And you don’t need to rely on the gym, pricey classes, or complicated equipment to start improving your arm strength. And that’s especially great news these days, when most of our living rooms and backyards are doubling as workout spaces.
Below, check out three moves from Esquer meant to target the triceps in safe progression, while engaging the core, shoulders, pecs, and upper back. The best part? Zero resistance bands, dumbbells, or excess equipment required—all you need is a little space to move and the will to work.
And don’t miss Esquer’s full video demo for each exercise, above.

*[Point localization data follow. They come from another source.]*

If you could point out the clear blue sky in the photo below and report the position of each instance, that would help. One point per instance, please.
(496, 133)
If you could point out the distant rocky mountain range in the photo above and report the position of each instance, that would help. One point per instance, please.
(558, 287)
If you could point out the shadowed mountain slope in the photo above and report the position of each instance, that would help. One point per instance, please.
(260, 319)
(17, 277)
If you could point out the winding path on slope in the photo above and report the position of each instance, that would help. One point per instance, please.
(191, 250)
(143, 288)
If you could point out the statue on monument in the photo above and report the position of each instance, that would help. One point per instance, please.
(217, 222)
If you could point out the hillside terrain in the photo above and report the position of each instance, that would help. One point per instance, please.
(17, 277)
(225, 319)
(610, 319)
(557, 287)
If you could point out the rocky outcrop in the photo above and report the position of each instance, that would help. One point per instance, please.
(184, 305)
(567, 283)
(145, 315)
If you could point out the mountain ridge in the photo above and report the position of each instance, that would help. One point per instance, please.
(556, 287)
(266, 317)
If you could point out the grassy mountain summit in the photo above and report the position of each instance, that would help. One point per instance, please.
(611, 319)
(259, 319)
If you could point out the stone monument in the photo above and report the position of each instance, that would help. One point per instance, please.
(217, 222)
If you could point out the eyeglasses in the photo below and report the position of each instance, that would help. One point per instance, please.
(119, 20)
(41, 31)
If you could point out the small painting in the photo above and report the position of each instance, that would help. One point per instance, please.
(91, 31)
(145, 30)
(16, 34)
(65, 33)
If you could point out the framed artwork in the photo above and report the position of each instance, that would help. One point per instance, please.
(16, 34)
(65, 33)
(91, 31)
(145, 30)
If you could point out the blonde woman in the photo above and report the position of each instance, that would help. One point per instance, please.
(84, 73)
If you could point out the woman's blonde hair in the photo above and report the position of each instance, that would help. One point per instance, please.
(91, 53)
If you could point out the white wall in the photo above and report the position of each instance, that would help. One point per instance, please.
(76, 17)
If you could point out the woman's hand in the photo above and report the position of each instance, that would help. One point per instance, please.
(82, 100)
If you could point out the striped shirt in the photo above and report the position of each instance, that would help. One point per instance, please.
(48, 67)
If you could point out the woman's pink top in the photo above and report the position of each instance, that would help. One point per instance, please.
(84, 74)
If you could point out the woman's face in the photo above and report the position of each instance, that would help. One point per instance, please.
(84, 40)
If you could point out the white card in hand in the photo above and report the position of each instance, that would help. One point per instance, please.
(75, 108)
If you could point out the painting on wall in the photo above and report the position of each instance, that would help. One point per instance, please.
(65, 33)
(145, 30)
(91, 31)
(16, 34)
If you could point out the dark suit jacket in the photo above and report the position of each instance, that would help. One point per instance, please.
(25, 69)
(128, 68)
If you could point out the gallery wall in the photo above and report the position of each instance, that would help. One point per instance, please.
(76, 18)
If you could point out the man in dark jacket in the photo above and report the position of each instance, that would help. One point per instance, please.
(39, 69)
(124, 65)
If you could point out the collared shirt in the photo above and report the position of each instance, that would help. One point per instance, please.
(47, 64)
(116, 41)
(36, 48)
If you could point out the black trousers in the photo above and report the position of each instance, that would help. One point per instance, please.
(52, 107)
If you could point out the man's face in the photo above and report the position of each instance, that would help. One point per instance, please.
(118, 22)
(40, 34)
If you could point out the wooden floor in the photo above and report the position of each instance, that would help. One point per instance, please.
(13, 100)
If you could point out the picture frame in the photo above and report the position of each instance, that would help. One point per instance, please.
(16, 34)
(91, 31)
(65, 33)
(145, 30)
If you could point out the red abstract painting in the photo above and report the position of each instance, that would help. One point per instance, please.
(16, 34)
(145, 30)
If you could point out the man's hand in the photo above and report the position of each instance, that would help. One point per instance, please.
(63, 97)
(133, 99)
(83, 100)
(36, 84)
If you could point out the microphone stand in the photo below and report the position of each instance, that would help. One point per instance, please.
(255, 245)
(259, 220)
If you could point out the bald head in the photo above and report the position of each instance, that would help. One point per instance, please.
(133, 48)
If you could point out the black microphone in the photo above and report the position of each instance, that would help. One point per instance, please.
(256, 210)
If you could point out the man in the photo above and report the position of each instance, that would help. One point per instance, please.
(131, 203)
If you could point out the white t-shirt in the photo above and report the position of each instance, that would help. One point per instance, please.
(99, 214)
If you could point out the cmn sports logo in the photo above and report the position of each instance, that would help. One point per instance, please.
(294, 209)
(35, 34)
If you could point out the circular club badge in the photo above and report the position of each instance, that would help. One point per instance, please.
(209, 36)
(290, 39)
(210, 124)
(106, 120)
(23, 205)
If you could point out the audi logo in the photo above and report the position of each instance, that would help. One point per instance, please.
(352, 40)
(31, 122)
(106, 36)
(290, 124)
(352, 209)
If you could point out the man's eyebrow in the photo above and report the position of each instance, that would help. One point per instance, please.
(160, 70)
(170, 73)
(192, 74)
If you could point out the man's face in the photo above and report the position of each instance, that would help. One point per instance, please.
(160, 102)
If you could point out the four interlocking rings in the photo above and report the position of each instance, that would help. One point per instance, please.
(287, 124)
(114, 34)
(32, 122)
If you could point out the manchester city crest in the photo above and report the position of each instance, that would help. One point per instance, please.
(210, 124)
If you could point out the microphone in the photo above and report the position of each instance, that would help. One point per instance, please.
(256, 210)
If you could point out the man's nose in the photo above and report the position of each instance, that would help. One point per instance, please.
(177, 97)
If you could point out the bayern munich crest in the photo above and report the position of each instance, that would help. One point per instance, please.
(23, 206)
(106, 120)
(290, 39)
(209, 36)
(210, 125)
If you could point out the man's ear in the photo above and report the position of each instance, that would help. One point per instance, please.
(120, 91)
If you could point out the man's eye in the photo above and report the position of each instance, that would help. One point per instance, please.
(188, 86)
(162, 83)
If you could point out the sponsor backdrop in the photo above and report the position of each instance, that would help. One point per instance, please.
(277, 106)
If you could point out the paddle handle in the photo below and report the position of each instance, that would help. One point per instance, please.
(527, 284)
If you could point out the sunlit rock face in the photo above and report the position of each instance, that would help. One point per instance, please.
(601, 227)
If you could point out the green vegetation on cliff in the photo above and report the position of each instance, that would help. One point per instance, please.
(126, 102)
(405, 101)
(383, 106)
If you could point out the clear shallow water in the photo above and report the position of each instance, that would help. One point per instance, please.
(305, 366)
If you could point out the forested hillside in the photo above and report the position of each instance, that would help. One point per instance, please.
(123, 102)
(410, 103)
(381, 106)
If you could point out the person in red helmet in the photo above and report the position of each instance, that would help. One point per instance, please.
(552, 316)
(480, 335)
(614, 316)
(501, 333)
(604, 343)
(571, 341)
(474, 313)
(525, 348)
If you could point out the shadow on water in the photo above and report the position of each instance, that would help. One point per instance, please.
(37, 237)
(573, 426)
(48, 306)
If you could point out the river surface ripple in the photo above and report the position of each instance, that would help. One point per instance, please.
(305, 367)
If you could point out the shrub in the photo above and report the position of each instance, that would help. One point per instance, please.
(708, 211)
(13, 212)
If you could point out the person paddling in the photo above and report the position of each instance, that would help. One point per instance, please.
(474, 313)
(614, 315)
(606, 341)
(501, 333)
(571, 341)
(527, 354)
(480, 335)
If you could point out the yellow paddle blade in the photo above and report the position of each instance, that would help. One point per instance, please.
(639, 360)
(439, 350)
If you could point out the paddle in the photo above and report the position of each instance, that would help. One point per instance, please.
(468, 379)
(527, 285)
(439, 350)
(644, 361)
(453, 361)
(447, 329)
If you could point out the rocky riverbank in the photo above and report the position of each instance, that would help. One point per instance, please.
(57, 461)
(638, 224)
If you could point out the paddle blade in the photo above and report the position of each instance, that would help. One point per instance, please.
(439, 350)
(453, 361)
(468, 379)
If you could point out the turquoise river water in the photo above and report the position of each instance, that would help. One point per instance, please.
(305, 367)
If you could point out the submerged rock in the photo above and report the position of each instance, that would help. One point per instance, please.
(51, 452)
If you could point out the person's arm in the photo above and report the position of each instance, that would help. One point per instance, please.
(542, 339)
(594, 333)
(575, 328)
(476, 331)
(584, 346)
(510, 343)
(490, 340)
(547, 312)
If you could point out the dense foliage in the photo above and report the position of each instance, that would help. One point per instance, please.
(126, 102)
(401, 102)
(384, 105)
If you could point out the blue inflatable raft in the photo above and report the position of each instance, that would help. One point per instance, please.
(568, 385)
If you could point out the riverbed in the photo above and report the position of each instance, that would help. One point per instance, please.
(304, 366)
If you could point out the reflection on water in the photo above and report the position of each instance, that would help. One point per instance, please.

These are trickier than they look, but keep at it. They’ll get easier with practice and repetition. To keep your core tight and reduce strain on the lower back, remember to exhale on the upward movement, drawing your belly button up and in.
(A) Start in a modified plank position with knees on the floor and elbows directly under shoulders.
(B) Push elbows into the ground, bring the rib cage up and into the core, and tuck the tailbone under to squeeze glutes.
(C) Push up evenly from both hands until arms are extended straight, then slowly bend back down plank.
To make them harder: Start with feet on the floor in full plank position, or start with elbows even closer to the body.
This exercise might look like child’s play, but it really works the triceps, core, and mind—it’s all about balance and control. Note: Don't let your hips fully roll back down to the ground.
(A) Begin on the floor, lying on your back and place your hands flat on either side of your body.
(B) Lift hips up and over shoulders, tucking into a tight ball (hands stay flat and steady on the floor).
(C) Slowly roll hips back down until just before your tailbone touches the ground—the moment before it does, push right back up.
Ready to work those pecs, too? You can use any raised surface for elevated push-ups, as long as it’s very sturdy (no injuries, please!). The back of a couch, a countertop, or a heavy, stable chair all work—Esquer uses the seat of a chair to demonstrate. Find something that’s high or low enough to suit your push-up comfort level (the lower the surface, the harder they’ll be).
(A) Use proper push-up form: Thumbs are in line with the nipple line
Elbows naturally bend at 45 degree angle (don’t let your elbows squeeze too close to the body or flare outward)
Tuck the tailbone under, squeeze the glutes, and draw in belly button to keep the core activated and aligned
(B) Lower chest to chair and press all the way up, keeping shoulder blades open and pressing away from spine at the top of the push-up.